Introduction
This document describes how to increase available memory for the DLP Exact Data Matching Indexer to work with large data sources in Cisco Umbrella.
Prerequisites
Requirements
There are no specific requirements for this document.
Components Used
The information in this document is based on Cisco Umbrella.
The information in this document was created from the devices in a specific lab environment. All of the devices used in this document started with a cleared (default) configuration. If your network is live, ensure that you understand the potential impact of any command.
Overview
The Exact Data Match Indexer is part of the Exact Data Match feature in Umbrella DLP. The tool indexes a customer data source (CSV file) and generates fingerprints of critical records which are uploaded to Umbrella for use in DLP policies.

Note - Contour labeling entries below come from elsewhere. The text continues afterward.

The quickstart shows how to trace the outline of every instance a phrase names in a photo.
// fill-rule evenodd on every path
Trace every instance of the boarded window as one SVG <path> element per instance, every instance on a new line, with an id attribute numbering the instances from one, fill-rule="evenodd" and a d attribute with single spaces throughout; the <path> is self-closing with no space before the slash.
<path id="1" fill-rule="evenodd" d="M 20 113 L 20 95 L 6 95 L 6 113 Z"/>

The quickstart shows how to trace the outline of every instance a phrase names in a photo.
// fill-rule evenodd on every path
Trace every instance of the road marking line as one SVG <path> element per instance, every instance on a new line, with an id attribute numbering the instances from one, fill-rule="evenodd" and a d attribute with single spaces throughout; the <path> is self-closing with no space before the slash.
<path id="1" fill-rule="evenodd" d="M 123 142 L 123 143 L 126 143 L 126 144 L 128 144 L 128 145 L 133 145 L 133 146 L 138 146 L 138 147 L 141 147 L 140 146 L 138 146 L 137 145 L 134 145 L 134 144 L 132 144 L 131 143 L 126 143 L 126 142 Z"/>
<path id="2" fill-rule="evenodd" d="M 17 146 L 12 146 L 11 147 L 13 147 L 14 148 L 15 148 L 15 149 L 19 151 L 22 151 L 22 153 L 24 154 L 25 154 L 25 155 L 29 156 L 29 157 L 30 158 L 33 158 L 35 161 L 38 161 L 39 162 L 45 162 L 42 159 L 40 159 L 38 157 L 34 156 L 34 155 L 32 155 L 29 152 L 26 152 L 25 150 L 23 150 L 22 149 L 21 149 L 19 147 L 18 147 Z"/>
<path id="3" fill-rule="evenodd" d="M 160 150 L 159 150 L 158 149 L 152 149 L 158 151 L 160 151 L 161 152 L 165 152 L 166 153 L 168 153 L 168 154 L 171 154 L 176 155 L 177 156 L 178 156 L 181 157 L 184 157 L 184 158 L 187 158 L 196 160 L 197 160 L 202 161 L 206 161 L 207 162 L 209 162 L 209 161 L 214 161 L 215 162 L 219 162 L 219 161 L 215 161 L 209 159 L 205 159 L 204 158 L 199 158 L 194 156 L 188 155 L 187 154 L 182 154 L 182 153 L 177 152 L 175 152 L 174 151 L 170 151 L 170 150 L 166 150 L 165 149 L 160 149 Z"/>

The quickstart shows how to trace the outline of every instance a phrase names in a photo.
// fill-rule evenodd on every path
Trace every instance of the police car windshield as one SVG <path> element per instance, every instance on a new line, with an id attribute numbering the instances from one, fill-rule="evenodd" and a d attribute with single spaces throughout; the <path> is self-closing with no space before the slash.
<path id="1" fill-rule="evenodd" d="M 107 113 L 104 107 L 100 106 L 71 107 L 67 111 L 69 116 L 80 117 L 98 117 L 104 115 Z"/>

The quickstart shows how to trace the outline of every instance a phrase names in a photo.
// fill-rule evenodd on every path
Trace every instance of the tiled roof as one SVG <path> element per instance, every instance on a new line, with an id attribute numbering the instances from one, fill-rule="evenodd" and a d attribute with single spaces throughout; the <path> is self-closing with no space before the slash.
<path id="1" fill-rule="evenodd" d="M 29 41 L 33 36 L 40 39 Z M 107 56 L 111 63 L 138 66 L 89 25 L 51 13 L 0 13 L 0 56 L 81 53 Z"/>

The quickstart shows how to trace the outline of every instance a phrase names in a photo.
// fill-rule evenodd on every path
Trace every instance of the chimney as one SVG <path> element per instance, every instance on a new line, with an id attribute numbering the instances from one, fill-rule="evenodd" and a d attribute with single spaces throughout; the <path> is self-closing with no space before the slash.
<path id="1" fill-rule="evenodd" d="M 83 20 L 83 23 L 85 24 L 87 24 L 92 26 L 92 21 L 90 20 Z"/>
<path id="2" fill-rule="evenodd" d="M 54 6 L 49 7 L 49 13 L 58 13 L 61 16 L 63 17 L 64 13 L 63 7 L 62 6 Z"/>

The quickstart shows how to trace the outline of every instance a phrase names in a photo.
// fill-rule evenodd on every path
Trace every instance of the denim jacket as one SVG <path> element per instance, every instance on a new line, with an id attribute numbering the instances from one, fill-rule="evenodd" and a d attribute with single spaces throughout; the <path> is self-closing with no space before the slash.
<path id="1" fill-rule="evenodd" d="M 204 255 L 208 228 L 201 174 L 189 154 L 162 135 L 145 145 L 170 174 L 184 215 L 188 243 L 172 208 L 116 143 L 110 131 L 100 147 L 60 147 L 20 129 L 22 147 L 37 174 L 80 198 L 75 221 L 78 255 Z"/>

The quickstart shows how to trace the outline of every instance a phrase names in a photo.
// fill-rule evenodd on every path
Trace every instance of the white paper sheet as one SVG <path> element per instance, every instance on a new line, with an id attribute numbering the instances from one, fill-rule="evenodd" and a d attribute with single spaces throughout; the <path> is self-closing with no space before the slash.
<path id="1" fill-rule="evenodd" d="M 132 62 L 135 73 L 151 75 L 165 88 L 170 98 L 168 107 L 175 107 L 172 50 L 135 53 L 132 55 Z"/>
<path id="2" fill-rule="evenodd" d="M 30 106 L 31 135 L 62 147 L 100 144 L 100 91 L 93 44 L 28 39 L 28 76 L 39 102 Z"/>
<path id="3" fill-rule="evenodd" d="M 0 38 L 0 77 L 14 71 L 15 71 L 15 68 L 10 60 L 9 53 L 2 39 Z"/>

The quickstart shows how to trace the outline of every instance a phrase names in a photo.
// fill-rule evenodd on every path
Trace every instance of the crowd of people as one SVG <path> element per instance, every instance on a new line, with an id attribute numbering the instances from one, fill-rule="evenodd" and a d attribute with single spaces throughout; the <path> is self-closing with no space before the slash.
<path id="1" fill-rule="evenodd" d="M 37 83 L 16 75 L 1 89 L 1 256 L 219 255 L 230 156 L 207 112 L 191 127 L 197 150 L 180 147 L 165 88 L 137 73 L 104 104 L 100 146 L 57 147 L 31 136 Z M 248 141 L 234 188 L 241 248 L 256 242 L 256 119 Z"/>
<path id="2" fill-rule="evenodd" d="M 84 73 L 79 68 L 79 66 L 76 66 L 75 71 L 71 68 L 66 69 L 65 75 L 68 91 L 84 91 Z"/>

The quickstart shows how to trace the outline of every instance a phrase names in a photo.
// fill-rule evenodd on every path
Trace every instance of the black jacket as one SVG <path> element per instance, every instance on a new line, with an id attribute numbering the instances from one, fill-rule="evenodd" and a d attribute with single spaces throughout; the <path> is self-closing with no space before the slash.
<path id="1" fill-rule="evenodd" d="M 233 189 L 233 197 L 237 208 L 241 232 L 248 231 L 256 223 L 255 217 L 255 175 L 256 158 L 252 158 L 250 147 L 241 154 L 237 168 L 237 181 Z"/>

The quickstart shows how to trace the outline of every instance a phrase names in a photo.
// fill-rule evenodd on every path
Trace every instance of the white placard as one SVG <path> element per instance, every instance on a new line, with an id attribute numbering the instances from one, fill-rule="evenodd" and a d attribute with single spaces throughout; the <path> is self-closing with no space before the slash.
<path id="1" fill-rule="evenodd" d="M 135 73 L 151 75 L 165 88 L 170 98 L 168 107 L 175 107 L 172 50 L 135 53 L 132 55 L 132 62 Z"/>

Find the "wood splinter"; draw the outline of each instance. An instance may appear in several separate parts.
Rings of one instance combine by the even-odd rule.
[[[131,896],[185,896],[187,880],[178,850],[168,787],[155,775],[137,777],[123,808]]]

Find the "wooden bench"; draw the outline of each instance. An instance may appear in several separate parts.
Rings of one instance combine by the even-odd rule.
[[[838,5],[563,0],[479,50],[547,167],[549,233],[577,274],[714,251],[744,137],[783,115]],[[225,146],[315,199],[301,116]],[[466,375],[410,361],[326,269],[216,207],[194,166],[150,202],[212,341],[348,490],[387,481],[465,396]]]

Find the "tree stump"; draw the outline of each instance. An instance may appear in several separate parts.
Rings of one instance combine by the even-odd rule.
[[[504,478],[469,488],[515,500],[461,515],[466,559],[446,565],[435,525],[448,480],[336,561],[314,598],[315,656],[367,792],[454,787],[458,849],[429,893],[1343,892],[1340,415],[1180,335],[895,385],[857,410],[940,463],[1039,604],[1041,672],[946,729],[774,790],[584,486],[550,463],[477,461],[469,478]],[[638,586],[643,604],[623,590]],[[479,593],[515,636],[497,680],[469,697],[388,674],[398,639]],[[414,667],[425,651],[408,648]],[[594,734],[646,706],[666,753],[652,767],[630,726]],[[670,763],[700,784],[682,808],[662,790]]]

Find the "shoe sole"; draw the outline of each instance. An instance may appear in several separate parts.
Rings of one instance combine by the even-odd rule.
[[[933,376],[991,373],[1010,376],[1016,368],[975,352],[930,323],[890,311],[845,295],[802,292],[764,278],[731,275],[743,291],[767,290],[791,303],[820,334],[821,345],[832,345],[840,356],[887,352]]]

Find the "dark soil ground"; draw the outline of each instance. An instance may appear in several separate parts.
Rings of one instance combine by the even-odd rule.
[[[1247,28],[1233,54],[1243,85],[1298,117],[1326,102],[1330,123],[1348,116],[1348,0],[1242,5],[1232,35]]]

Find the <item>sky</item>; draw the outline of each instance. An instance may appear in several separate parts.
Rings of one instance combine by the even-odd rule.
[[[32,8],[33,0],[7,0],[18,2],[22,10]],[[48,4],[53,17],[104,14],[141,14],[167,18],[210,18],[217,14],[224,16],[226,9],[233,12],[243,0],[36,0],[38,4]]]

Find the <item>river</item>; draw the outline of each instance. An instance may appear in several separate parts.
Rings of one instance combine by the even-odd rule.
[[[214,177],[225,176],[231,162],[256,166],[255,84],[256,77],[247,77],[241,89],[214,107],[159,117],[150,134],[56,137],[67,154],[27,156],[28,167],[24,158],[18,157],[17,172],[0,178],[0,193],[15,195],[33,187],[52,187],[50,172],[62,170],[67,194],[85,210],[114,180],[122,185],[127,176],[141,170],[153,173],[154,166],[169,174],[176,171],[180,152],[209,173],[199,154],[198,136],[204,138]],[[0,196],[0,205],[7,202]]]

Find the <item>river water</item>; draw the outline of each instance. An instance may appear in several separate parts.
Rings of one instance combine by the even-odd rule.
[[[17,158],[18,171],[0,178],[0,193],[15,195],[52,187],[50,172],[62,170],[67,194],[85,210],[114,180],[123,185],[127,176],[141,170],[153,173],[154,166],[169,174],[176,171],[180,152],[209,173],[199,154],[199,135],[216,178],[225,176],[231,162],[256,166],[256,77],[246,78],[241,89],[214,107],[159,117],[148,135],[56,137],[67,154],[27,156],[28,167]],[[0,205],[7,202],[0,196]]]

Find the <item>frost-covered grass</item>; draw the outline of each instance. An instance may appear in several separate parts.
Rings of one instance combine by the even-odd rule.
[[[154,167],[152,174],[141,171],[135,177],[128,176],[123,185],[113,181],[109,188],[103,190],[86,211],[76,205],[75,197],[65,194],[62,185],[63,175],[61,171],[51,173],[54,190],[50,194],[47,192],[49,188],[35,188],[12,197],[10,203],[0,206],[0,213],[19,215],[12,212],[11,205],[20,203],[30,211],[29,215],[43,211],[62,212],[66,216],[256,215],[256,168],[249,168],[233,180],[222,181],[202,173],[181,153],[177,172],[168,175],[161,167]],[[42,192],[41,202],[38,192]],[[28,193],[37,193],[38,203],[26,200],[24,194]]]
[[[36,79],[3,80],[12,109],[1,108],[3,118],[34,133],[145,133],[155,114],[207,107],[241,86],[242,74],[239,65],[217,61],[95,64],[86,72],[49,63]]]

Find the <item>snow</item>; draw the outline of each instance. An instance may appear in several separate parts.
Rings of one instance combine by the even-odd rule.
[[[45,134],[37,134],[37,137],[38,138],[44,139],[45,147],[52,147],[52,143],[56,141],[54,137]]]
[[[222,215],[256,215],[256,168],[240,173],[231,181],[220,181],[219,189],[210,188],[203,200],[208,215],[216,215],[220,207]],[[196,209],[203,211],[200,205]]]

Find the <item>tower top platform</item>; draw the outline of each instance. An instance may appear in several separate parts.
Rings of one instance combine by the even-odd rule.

This article explains how to increase the available memory for the indexer to work with large data sources.
Problem
When a large data source (CSV file) is indexed, this error displays:
ERROR: Out of heap space; please rerun with an increased size (-Xmx).
Solution
Run the indexing tool with -Xmx
specifying the amount of memory to allocate to the indexing tool. The memory allocation can be specified in mebibytes (m) or gibibytes (g). For example:
-Xmx1000m
= 1000 mebibyte (1024 megabytes)
-Xmx1g
= 1 gibibyte (1074 megabytes)
The required memory depends on the file size of the source file (CSV file). Umbrella recommends allocating memory at least twice the size of the source CSV file.
For example, if the source data is 512 MB, the memory can be allocated like this:
java -X1g -jar edm-indexer.jar -i source_file.csv -e template-id
If the tool is being run in an automated way, then the memory allocation must be increased to account for changes in the source data size.